Death of the Arabber
We think of the nineteenth century United States as a land of steel and railroads. Walk down any urban street in 1890, however, and you would see horses. Lots and lots of horses, and lots of horse manure: 3300 tons of shit left on the streets per day in New York City, deposited by more than 12,000 railway horses and thousands more privately used ones. It seems difficult to understand Progressive era municipal reform--efforts to literally and figuratively "clean up" the cities teaming with immigrants and ruled by ward bosses--without understanding these horses and the sights and smells they left behind. There have been two books written on the subject in the last three years, which I'm hoping to read sometime soon...
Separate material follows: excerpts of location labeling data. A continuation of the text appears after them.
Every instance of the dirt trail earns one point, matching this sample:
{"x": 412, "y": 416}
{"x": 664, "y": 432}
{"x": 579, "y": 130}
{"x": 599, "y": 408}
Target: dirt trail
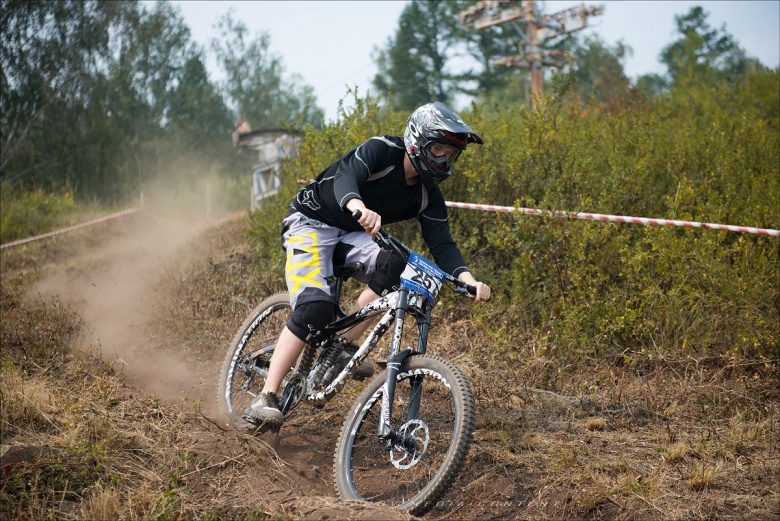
{"x": 112, "y": 286}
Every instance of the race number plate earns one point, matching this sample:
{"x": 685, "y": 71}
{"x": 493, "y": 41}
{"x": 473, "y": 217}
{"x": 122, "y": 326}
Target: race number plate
{"x": 422, "y": 276}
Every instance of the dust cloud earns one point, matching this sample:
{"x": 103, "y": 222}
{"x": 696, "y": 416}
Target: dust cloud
{"x": 112, "y": 286}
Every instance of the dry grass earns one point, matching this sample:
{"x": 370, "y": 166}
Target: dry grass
{"x": 667, "y": 439}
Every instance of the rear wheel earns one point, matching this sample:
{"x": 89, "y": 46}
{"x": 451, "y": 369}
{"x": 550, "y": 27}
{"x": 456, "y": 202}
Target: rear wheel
{"x": 246, "y": 364}
{"x": 415, "y": 470}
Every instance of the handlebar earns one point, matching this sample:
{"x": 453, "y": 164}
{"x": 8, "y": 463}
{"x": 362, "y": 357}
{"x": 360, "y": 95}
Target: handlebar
{"x": 388, "y": 242}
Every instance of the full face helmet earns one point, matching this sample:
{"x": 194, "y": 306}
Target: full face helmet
{"x": 434, "y": 138}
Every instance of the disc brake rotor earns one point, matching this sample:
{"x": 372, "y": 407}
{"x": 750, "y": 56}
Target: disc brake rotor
{"x": 407, "y": 453}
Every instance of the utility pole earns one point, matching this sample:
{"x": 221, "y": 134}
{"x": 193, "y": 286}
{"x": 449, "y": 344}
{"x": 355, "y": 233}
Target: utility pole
{"x": 535, "y": 30}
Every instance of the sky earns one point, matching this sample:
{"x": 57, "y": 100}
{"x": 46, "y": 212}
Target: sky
{"x": 330, "y": 44}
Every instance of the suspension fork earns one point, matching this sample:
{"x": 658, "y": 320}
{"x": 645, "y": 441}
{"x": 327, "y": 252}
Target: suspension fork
{"x": 423, "y": 326}
{"x": 395, "y": 361}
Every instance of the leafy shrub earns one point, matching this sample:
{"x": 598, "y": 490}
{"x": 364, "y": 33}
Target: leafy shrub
{"x": 593, "y": 289}
{"x": 28, "y": 213}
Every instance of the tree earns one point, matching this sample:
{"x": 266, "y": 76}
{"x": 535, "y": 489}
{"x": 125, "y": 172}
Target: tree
{"x": 702, "y": 54}
{"x": 255, "y": 84}
{"x": 598, "y": 69}
{"x": 412, "y": 69}
{"x": 99, "y": 96}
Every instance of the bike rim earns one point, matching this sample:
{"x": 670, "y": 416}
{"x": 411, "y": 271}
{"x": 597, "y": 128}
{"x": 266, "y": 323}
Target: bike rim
{"x": 398, "y": 475}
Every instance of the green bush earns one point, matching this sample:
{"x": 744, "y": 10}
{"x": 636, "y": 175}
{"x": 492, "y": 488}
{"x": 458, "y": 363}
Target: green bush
{"x": 585, "y": 289}
{"x": 28, "y": 213}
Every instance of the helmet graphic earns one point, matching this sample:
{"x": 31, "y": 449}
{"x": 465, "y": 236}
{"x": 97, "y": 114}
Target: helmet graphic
{"x": 434, "y": 138}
I was reminded just how distant this urban world is from our own when I read in this morning's Baltimore Sun that city health officials are quickly shutting down the urban horse stables used by the Arabber community. One of the most exotic, nineteenth-century vestige left in Baltimore City, Arabbers sell fruit from horse-drawn carriages. To the health officials--and to the city's suburban population--these Arabbers are nothing more than animal abusers. The Sun has been exposing their code violations for years. This round's violations?
Standing water, mud and unsanitary conditions in the stables.... [R]at infestations, lack of proper bedding for the animals, trash and debris.Sounds pretty vague and, well, urban-like to me. The urban horse, once such a common sight, is now on the verge of extinction, the result of a century-long campaign to eliminate it and transform the city into something new. Push the horses into the hinterland and out of the city. Cleanse the city of its dirty areas. Clean up the dung. What would a history of the twentieth-century city look like if we looked at the flight of horses from cities alongside the flight of (white) bodies?
3 Comments:
You either missed an opportunity for a "the cure" reference in the title or it's a bit too subtle for me. It's funny that this is happening in Baltimore, I think it speaks to the fact of a city in a crisis of proving its 'modernity'. Cairene officials have had a similar if not more maniacal crusade against urban animals pulling carts of all kinds (vegetables, garbage, scrap). Cairo, however, has serious fucking issues and a terrible modernity complex.
On the contrary, if baltimore were truly serious about its own gentrification, it would encourage these sorts of "place-making" amenities, perhaps only ensuring that the vegetables be organic, local, and well out of the price range of any reasonable primary market for such produce.
Aristophanes' "Peace" begins with two slaves kneading shit into cakes to feed a giant dung beetle, which their master plans to ride up to heaven in order to steal back the goddess Peace. (Hi-LAR-ious!)
One slave, despising his work, complains that "if someone takes a shit, a pig or a dog will have a go at it with no shame, but _this_ guy bristles with pride and doesn't consider anything worth eating unless I spend the whole day preparing it, like it was a lady's pastry." The commentator, S. D. Olson, notes in his Oxford press edition that "the pig was domesticated in the Neolithic period and was common in Athens in classical times; many must have lived in large part on the dung and garbage that filled the city streets" (numerous cross-references omitted).
As for the propensity of pigs and dogs to vigorously eat shit, he reports that "Dover [K.J. Dover, the (relatively) famous classicist] compares the experience of a friend, who found that 'when shitting on the outskirts of a Burmese village, he would have to balance on one leg to kick away the dogs who were all eager to be first at his asshole.'"
Truly this is a world we have lost.
Incidentally, Cairo was not far from my mind recently when I heard that they eliminated pigs only to find their refuse piling up. Negative externalities, bitches!
Is the photo I put in not showing up for anyone else?